Sorting Interview Questions Part 6

1. Divide-and-conquer is a
a.top-down technique
b.Bottom-up technique
c.Both
d.none
Ans:a
2.The technique for designing algorithms that consists of dividing the problem into smaller subproblems hoping that the solutions of the subproblems are easier to find and then composing the partial solutions into the solution of the original problem is _____
Ans:Divide and conquer
3. Divide-and-conquer paradigm consists of following major phases:Arrange them in order
a.Solve the sub-problem recursively (successively and independently), and then
b.Breaking the problem into several sub-problems that are similar to the original problem but smaller in size,
c.Combine these solutions to subproblems to create a solution to the original problem.
a. bac
b. abc
c. cab
d. none
Ans:a
4. Bubble sort requires extra memory.(T/F)
Ans:False
5. Insertion sort is an example of
a.incremental sort
b.decremental sort
c.non-stable sort
d.none
Ans:a
Insertion sort is an example of an incremental algorithm; it builds the sorted sequence one number at a time.
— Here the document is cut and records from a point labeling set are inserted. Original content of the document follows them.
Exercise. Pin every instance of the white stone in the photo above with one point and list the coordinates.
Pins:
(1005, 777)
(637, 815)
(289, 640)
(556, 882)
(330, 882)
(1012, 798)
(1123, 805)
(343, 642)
6. An algorithm considering the elements one at a time, inserting each in its suitable place among those already considered (keeping them sorted) is called
a.selection sort
b.insertion sort
c.bubble sort
d.none
Ans:b
7.The following process depicts which sorting algorithm: first find the smallest in the array and exchange it with the element in the first position, then find the second smallest element and exchange it with the element in the second position, and continue in this way until the entire array is sorted.
a.selection sort
b.insertion sort
c.bubble sort
d.none
Ans:a
8. Selection sort is quadratic in both the worst and the average case, and requires no extra memory.(T/F)
Ans:True
9. For each i from 1 to n - 1, there are ____ exchanges for selection sort.
a.1
b.n-1
c.n
d.none
Ans:a
10.For each i from 1 to n - 1, there is _______comparisons for selection sort.
a.n
b.n-i
c.i
d.n-1
Ans:b
For each i from 1 to n - 1, there is one exchange and n - i comparisons, so there is a total of n -1 exchanges and (n -1) + (n -2) + . . . + 2 + 1 = n(n -1)/2 comparisons. These observations hold no matter what the input data is.